The Ganglia daemon seems to be working ok:
ps -ef | grep gmond
nobody 1720 1 0 12:54 ? 00:00:44 /usr/sbin/gmond --conf=/etc/ganglia/hdp/HDPHistoryServer/gmond.core.conf --pid-file=/var/run/ganglia/hdp/HDPHistoryServer/
nobody 1753 1 0 12:54 ? 00:00:44 /usr/sbin/gmond --conf=/etc/ganglia/hdp/HDPFlumeServer/gmond.core.conf --pid-file=/var/run/ganglia/hdp/HDPFlumeServer/
nobody 1790 1 0 12:54 ? 00:00:48 /usr/sbin/gmond --conf=/etc/ganglia/hdp/HDPHBaseMaster/gmond.core.conf --pid-file=/var/run/ganglia/hdp/HDPHBaseMaster/
nobody 1821 1 1 12:54 ? 00:00:57 /usr/sbin/gmond --conf=/etc/ganglia/hdp/HDPKafka/gmond.core.conf --pid-file=/var/run/ganglia/hdp/HDPKafka/
nobody 1850 1 0 12:54 ? 00:00:44 /usr/sbin/gmond --conf=/etc/ganglia/hdp/HDPSupervisor/gmond.core.conf --pid-file=/var/run/ganglia/hdp/HDPSupervisor/
nobody 1879 1 0 12:54 ? 00:00:45 /usr/sbin/gmond --conf=/etc/ganglia/hdp/HDPSlaves/gmond.core.conf --pid-file=/var/run/ganglia/hdp/HDPSlaves/
nobody 1909 1 0 12:54 ? 00:00:48 /usr/sbin/gmond --conf=/etc/ganglia/hdp/HDPResourceManager/gmond.core.conf --pid-file=/var/run/ganglia/hdp/HDPResourceManager/
nobody 1938 1 0 12:54 ? 00:00:50 /usr/sbin/gmond --conf=/etc/ganglia/hdp/HDPNameNode/gmond.core.conf --pid-file=/var/run/ganglia/hdp/HDPNameNode/
nobody 1967 1 0 12:54 ? 00:00:47 /usr/sbin/gmond --conf=/etc/ganglia/hdp/HDPNodeManager/gmond.core.conf --pid-file=/var/run/ganglia/hdp/HDPNodeManager/
nobody 1996 1 0 12:54 ? 00:00:44 /usr/sbin/gmond --conf=/etc/ganglia/hdp/HDPNimbus/gmond.core.conf --pid-file=/var/run/ganglia/hdp/HDPNimbus/
nobody 2028 1 1 12:54 ? 00:00:58 /usr/sbin/gmond --conf=/etc/ganglia/hdp/HDPDataNode/gmond.core.conf --pid-file=/var/run/ganglia/hdp/HDPDataNode/
nobody 2057 1 0 12:54 ? 00:00:51 /usr/sbin/gmond --conf=/etc/ganglia/hdp/HDPHBaseRegionServer/gmond.core.conf --pid-file=/var/run/ganglia/hdp/HDPHBaseRegionServer/
I have checked the Ganglia service on each node, the processes are running as expected
ps -ef | grep gmetad
nobody 2807 1 2 12:55 ? 00:01:59 /usr/sbin/gmetad --conf=/etc/ganglia/hdp/gmetad.conf --pid-file=/var/run/ganglia/hdp/
I have tried restarting Ganglia services with no luck, restarted all services but still the same. Does anyone have any ideas how I get the dashboard to work properly? Thank you.

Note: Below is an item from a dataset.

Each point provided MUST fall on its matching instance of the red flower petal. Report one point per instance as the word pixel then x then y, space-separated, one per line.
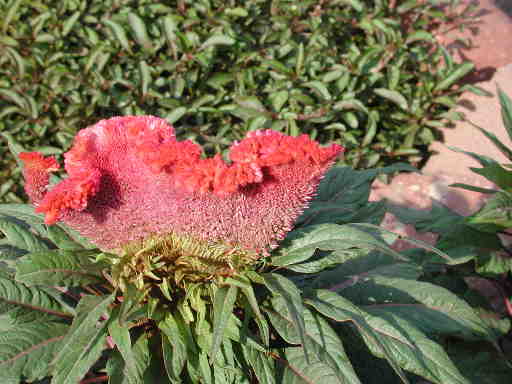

It turns out to be a proxy issue, to access the internet I had to add my proxy details to the file /var/lib/ambari-server/
export AMBARI_JVM_ARGS=$AMBARI_JVM_ARGS' -Xms512m -Xmx2048m -Dhttp.proxyHost=theproxy -Dhttp.proxyPort=80'
When ganglia was trying to access each node in the cluster the request was going via the proxy and never resolving, to overcome the issue I added my nodes to the exclude list (add the flag -Dhttp.nonProxyHosts) like so:
export AMBARI_JVM_ARGS=$AMBARI_JVM_ARGS' -Xms512m -Xmx2048m -Dhttp.proxyHost=theproxy -Dhttp.proxyPort=80 -Dhttp.nonProxyHosts="localhost|node1.dms|node2.dms|node3.dms|etc"'
After adding the exclude list the stats were retrieved as expected!